Далее Арцыбашев спорит с Карамзиным по многочисленным конкретным вопросам, отмечает противоречия «Истории» в описании и трактовке многих событий. Критик не соглашается с тем, как историограф определил территорию Древнерусского государства, показал расселение славянских племен, дал этимологию ряда древнерусских слов («славяне», «князь», «боярин»), выражает сомнения в достоверности легенды об основании Киева, договора Олега с греками и т. д. Арцыбашев отмечает отступление повествования Карамзина от данных источников, его многочисленные дополнения, умолчания, искажения «подлинных слов Нестора», противоречащие заявлениям историографа о его стремлении не позволять «изобретать» в своем труде. Он демонстративно проводит сопоставление текста «Истории» с положенными в его основу источниками, сопровождая его язвительными замечаниями. Откуда стало известно Карамзину, спрашивает он, например, о стойкости и мужественной внешности славян, о народе., устрашенном злодеяниями князя Олега, о крови Оскольда и Дира на «пятне» Олега, об «удивлении», с которым греки смотрели на князя Святослава, и т. д. Все это, по мнению Арцыбашева, говорит не о добросовестности Карамзина, а о его «желании блистать умом или казаться глубокомысленным».
Арцыбашев выступил в унисон с критикой, раздававшейся до этого со страниц «Вестника Европы». В своей критике он попытался противопоставить Карамзину не какую-то иную концепцию истории Древнерусского государства или же иные источники, как было сделано, например, в критике Муравьева, Орлова или Ходаковского, а сопоставить «Историю» с положенными в ее основу источниками. После выявления откровенного отхода историографа от показаний источников обвинения Карамзина в «пристрастии», впервые публично выдвинутые «Вестником Европы», получали наглядное подтверждение. Сохранившееся письмо Арцыбашева к Д. И. Языкову (1818 г.) еще красноречивее характеризует его общее отношение к тому, что вышло из-под пера Карамзина. В труде историографа Арцыбашев нашел «безобразное смешение посторонщины, недоказательности, безразборности, болтливости и преглупейшей догадочности». Его возражения вызвали включение в «Историю» сведений о гуннах, готах, аланах, отождествление волохов с потомками древних гетов, Траяна «Слова о полку Игореве» с императором Траяном и т. д. «Но в скором времени, — заключал Арцыбашев свое письмо, — не исчислить всех глупостей этой книги, которые встречаются страницами. Вот тебе историограф и давно ожидаемая история! Будучи в старину великим человеком на маленькие дела, писал бы он лучше Бедных Лиз и тому подобные мелочи, а неумытыми руками не принимался за историю, которою оп делает стыд русскому народу в глазах всего ученого света»{322}
.Одновременно с критикой Арцыбашева обширный разбор труда Карамзина поместил недавно организованный под редакцией Ф. В. Булгарина журнал «Северный архив». На его страницах в течение 1822–1824 гг. были опубликованы три статьи об «Истории» известного польского ученого профессора Виленского университета Й. Лелевеля.

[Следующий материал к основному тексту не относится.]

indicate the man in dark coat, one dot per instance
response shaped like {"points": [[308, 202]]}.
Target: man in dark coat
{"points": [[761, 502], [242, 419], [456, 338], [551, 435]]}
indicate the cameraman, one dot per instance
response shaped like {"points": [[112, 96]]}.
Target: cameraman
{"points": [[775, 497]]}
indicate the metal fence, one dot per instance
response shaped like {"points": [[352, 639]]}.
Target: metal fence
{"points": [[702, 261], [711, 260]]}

Первая статья Лелевеля содержала разбор предисловия к «Истории»{323}
. В целом этот разбор написан в духе рецензии «Киевского жителя» в «Вестнике Европы». Лелевель не соглашается с оценками, данными Карамзиным историкам древности; вслед за «Киевским жителем» он полагает, что «занимательность» исторического труда зависит не от «описываемых происшествий, но от искусства в их изображении»; его не удовлетворяют мысли Карамзина о том, как надо писать исторический труд.Вместе с тем ряд вопросов поставлен и решается Лелевелем иначе, чем в рецензии «Киевского жителя», приобретая откровенно политическое звучание. Он упрекает историографа в том, что тот несправедливо «унизил» историю Греции и Рима, которая для современности имеет большое значение; она и сейчас, говорит Лелевель, «научает многому», показывая образцы «общественных добродетелей» и патриотизма. Автор статьи высказывает свои соображения также о периоде раздробленности русского государства и берет под защиту периодизацию русской истории Карамзина.
Нельзя не отметить осторожность первой статьи Лелевеля о труде Карамзина, приглаженной к тому же переводом Булгарина. Редактора «Северного архива» не интересовал неторопливый и солидный подход польского историка к всесторонней оценке «Истории» и изложению своих взглядов на задачи, предмет исторического труда и русскую историю. Он требовал от Лелевеля рецензии типа статей Арцыбашева, в которой, по его словам, можно было бы «не подарить гордому историографу ни малейшей ошибки в исторических фактах»{324}
. Стараясь ускорить работу Лелевеля в этом направлении, он сообщал ему о популярности и одобрении его критики «у самых высокопоставленных лиц, как Голицын, Сперанский, Оленин»{325}.